Milla was named LSC’s second Kid Science Advisor, and Hoffman announced LSC would soon be taking applications to name eight more child advisers.

Hoffman said the need to find ways to increase STEM opportunities for New Jersey’s youth cannot be overstated.

“New Jersey desperately needs this for its future,” Hoffman said. “We have more scientists per square mile than any other state, but we’re losing the battle of people moving out of the state.

“We exist to try to keep kids engaged in science, get them interested in science and STEM careers and get them into the pipeline.”

The message was not lost on an audience of supporters.

“This place just brings it to life for kids,” Izzo said. “I’m here with my daughter and her friend who can tell you stories about their third-grade experience here. And I normally don’t take them to corporate events, but they were happy to come to this because of what it meant to them.

“We need educated people in STEM for the future. And if we can’t get them excited about it in the early stages of their academic careers, how will we capture them later on? We’ve been a longtime early partner of Liberty Science Center, and we’re just happy to be able to support it.”

Kevin Conlon, the head of Horizon Blue Cross Blue Shield of New Jersey, said LSC’s mission fits perfectly into the state’s DNA.
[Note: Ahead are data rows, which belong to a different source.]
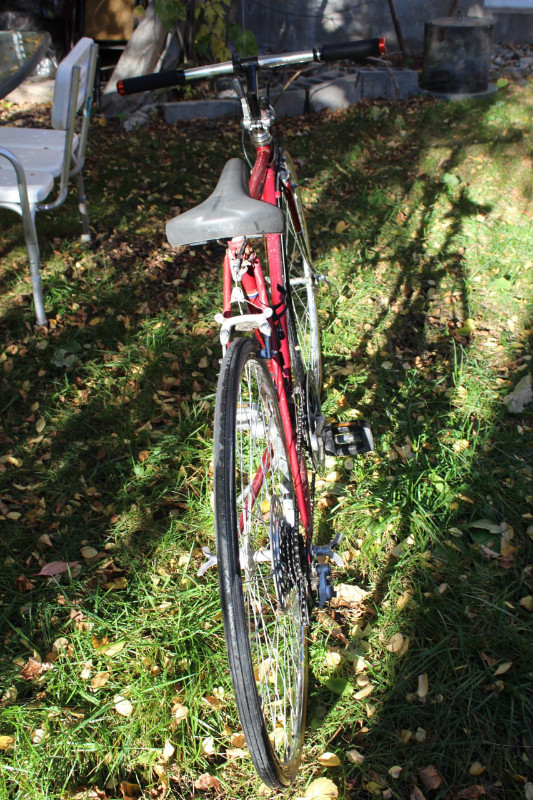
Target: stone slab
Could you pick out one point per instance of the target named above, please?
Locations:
(335, 94)
(291, 103)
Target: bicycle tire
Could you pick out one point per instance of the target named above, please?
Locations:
(304, 329)
(264, 621)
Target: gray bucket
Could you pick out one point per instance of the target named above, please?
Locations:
(457, 55)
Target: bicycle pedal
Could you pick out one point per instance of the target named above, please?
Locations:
(348, 438)
(325, 588)
(327, 551)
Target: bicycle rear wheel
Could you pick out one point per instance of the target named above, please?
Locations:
(302, 280)
(259, 556)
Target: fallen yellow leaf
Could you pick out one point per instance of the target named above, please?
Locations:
(395, 772)
(6, 742)
(100, 679)
(88, 552)
(112, 649)
(180, 712)
(122, 706)
(333, 659)
(423, 686)
(329, 760)
(321, 789)
(395, 643)
(503, 668)
(430, 778)
(364, 692)
(168, 751)
(355, 757)
(238, 740)
(527, 602)
(208, 746)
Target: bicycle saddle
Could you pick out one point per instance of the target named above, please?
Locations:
(229, 211)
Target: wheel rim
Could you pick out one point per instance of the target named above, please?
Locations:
(273, 608)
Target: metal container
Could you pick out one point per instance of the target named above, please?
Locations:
(457, 55)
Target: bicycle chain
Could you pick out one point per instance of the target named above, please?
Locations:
(299, 555)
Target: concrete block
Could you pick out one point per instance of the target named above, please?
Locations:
(390, 84)
(335, 94)
(405, 83)
(185, 110)
(291, 103)
(376, 83)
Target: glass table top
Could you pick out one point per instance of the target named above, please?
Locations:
(20, 52)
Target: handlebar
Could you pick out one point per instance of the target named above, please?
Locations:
(356, 50)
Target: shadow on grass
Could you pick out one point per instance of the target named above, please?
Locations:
(443, 474)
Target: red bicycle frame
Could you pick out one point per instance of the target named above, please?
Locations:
(263, 187)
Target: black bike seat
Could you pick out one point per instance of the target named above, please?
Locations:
(229, 211)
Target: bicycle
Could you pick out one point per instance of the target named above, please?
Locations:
(270, 436)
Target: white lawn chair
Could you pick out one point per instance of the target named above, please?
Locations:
(34, 158)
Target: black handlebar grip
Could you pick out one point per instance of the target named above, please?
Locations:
(145, 83)
(359, 50)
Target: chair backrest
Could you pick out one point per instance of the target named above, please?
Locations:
(81, 56)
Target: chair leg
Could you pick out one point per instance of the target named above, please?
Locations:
(32, 246)
(82, 207)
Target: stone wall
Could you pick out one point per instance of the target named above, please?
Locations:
(280, 25)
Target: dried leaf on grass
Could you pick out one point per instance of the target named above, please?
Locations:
(130, 791)
(208, 746)
(398, 644)
(329, 760)
(347, 595)
(100, 679)
(122, 706)
(238, 740)
(503, 668)
(321, 789)
(206, 781)
(355, 757)
(395, 772)
(430, 778)
(179, 712)
(423, 686)
(6, 742)
(58, 567)
(527, 602)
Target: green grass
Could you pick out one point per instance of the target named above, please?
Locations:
(420, 213)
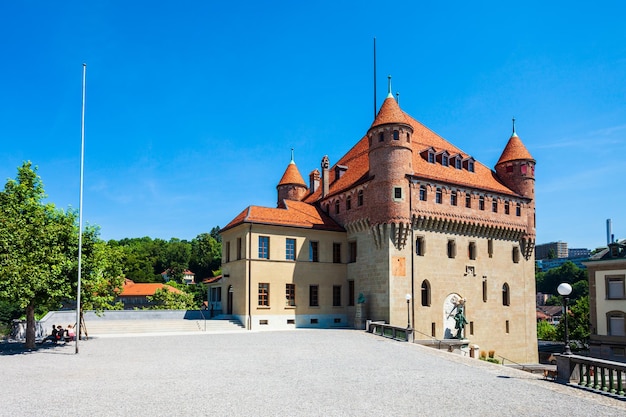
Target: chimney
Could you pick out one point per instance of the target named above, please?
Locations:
(325, 175)
(314, 180)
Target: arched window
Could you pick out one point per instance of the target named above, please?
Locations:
(506, 295)
(425, 293)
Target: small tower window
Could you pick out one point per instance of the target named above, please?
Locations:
(425, 293)
(506, 296)
(423, 193)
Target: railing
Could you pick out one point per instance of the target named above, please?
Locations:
(380, 328)
(593, 373)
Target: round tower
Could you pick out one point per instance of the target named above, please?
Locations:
(516, 169)
(291, 186)
(390, 160)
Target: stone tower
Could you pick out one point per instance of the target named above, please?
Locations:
(390, 160)
(516, 169)
(291, 185)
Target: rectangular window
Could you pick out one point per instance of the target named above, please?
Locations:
(290, 249)
(516, 254)
(422, 193)
(615, 287)
(451, 249)
(290, 295)
(313, 251)
(472, 250)
(264, 247)
(337, 253)
(351, 293)
(336, 295)
(314, 296)
(420, 246)
(264, 294)
(616, 325)
(352, 251)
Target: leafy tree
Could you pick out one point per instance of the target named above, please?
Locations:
(206, 255)
(578, 322)
(35, 241)
(166, 299)
(546, 331)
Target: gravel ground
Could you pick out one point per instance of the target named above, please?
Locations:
(289, 373)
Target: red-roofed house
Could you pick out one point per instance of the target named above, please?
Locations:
(135, 295)
(402, 213)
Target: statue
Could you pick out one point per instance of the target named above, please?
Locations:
(459, 318)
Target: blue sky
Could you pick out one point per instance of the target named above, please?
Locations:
(193, 107)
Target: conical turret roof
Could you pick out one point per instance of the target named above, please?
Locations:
(292, 175)
(390, 112)
(514, 150)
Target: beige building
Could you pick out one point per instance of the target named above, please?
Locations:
(403, 214)
(607, 302)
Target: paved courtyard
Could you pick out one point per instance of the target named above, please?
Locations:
(290, 373)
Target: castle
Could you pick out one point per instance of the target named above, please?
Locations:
(406, 223)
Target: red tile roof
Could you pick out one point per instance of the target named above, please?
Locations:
(292, 175)
(293, 213)
(132, 289)
(514, 150)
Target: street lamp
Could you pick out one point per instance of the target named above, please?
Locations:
(408, 310)
(564, 289)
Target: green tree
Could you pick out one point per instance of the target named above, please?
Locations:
(166, 299)
(206, 256)
(546, 331)
(35, 241)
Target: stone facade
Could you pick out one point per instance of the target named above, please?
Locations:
(411, 214)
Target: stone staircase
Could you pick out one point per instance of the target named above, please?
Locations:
(99, 327)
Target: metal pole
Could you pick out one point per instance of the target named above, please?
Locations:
(80, 211)
(567, 351)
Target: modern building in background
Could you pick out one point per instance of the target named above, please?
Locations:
(551, 250)
(400, 229)
(607, 302)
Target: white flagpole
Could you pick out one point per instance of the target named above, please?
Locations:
(80, 212)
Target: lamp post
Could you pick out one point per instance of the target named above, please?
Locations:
(564, 289)
(408, 310)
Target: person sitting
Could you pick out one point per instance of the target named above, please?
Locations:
(70, 334)
(60, 334)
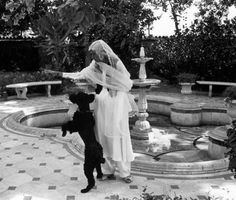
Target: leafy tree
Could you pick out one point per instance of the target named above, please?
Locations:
(56, 22)
(177, 7)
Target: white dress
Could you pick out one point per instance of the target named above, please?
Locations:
(112, 125)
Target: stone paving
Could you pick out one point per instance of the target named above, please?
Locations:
(39, 168)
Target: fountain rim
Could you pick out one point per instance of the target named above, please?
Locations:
(159, 169)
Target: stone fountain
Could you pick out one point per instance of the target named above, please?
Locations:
(142, 131)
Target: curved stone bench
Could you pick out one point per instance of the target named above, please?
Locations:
(21, 88)
(194, 114)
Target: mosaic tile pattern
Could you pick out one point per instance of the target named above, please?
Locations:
(35, 168)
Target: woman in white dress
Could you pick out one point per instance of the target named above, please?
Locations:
(111, 109)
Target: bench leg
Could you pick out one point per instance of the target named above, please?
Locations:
(21, 93)
(210, 91)
(49, 91)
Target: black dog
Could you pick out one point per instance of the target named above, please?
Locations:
(83, 122)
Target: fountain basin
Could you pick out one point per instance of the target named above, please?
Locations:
(216, 146)
(18, 123)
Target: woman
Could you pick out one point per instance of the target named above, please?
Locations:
(112, 107)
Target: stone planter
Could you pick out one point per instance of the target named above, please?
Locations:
(186, 88)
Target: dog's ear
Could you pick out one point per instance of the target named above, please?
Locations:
(72, 98)
(91, 98)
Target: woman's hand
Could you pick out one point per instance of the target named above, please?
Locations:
(48, 71)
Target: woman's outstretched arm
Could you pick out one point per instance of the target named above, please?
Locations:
(71, 75)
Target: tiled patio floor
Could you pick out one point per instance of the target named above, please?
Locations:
(38, 168)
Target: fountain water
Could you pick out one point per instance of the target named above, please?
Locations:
(142, 130)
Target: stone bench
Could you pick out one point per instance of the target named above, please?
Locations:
(21, 88)
(211, 83)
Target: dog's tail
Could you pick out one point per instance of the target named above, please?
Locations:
(102, 160)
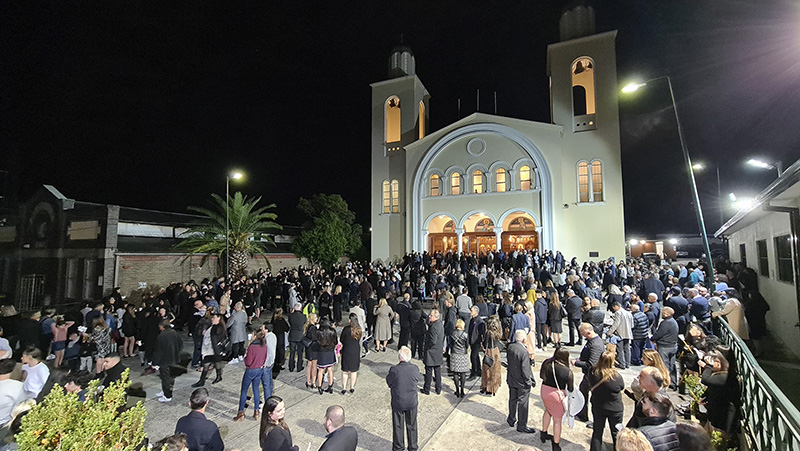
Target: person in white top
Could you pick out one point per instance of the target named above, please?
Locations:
(36, 373)
(11, 391)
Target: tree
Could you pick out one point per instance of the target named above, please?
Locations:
(330, 231)
(248, 234)
(62, 422)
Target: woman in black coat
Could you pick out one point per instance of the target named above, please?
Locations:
(213, 348)
(607, 385)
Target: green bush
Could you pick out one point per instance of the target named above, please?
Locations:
(61, 422)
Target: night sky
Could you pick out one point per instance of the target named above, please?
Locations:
(150, 104)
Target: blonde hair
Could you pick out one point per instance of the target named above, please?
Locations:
(632, 440)
(655, 358)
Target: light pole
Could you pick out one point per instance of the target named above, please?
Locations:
(764, 165)
(228, 177)
(633, 87)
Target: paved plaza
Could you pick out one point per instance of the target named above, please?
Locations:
(445, 422)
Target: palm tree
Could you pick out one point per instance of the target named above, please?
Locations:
(248, 233)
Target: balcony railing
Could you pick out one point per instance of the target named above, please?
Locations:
(769, 420)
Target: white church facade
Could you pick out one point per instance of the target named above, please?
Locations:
(489, 182)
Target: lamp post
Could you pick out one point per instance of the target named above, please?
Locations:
(228, 177)
(764, 165)
(632, 88)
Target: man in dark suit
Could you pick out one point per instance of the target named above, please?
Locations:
(340, 437)
(201, 434)
(166, 355)
(573, 306)
(520, 380)
(477, 331)
(433, 357)
(297, 322)
(402, 380)
(590, 354)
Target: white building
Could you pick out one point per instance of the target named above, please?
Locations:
(765, 238)
(488, 182)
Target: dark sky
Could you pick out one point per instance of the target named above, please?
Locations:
(149, 104)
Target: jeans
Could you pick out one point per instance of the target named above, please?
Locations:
(296, 348)
(668, 356)
(637, 347)
(251, 377)
(266, 381)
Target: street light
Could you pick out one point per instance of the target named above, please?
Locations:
(633, 87)
(764, 165)
(228, 177)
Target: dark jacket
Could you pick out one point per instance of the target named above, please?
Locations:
(343, 439)
(590, 354)
(434, 344)
(402, 380)
(201, 434)
(168, 348)
(661, 433)
(297, 320)
(519, 367)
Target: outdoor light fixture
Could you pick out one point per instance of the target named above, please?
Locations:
(632, 87)
(764, 165)
(236, 176)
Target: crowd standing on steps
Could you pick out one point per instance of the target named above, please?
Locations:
(458, 313)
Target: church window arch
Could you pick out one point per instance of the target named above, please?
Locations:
(395, 191)
(590, 181)
(583, 87)
(386, 195)
(393, 130)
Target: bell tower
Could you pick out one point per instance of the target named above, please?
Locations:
(399, 117)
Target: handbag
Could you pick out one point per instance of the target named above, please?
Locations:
(564, 400)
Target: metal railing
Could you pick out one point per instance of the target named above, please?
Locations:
(769, 420)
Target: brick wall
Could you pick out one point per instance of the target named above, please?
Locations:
(158, 270)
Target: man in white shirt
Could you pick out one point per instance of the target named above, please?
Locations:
(36, 373)
(11, 391)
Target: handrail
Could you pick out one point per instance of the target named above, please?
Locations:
(769, 419)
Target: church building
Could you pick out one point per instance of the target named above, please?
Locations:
(489, 182)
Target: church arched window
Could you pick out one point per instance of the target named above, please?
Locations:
(501, 180)
(421, 119)
(395, 188)
(590, 181)
(477, 182)
(387, 200)
(436, 185)
(583, 93)
(393, 119)
(455, 184)
(525, 178)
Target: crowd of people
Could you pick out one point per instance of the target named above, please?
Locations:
(463, 313)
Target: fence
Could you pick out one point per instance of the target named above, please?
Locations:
(769, 420)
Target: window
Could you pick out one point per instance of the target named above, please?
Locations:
(421, 119)
(386, 198)
(763, 261)
(500, 180)
(583, 102)
(743, 254)
(525, 178)
(477, 182)
(393, 119)
(455, 184)
(783, 254)
(436, 185)
(590, 181)
(395, 196)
“If you think about New Jersey, you think about all of the industry related to STEM, all of the health care, all of the pharma, all of the device makers — it’s all rooted in science,” he said. “We’ve got to make sure that we’ve got a mechanism and platform in place to create the next generation of people to push that forward.”

(READ MORE from ROI-NJ from the Genius Gala on the Genius Award winners and LSC’s SciTech Scity.)

Bob Doherty, state president of Bank of America in New Jersey and the chairman of the New Jersey State Chamber of Commerce, said it is imperative for businesses in the state to give back to organizations such as LSC.

“I don’t think places like this can survive without the corporate support,” he said. “I’m lucky, I work for a place that believes in being a good corporate citizen and giving back a lot to the communities in which we do business.

“Because we believe strong places like this are good for business. There’s a connection.”

Josh Weston, the retired former head of ADP, said more than just businesses need to get behind LSC.

Weston and his wife, Judy Weston, made the donation to help open the Weston Family Lab for Earth and Space Exploration earlier this spring, saying private citizens need to do their part, too.

“It’s important for more than just the business community,” he said. “There are people who are lucky enough to have a lot of money and, if they are concerned about the welfare of their country, they should think about contributing to STEM education.

“Our country’s future is dependent on a STEM-centric workforce. You have to turn kids on to science at an early stage. Our family mission is turning students on about STEM.”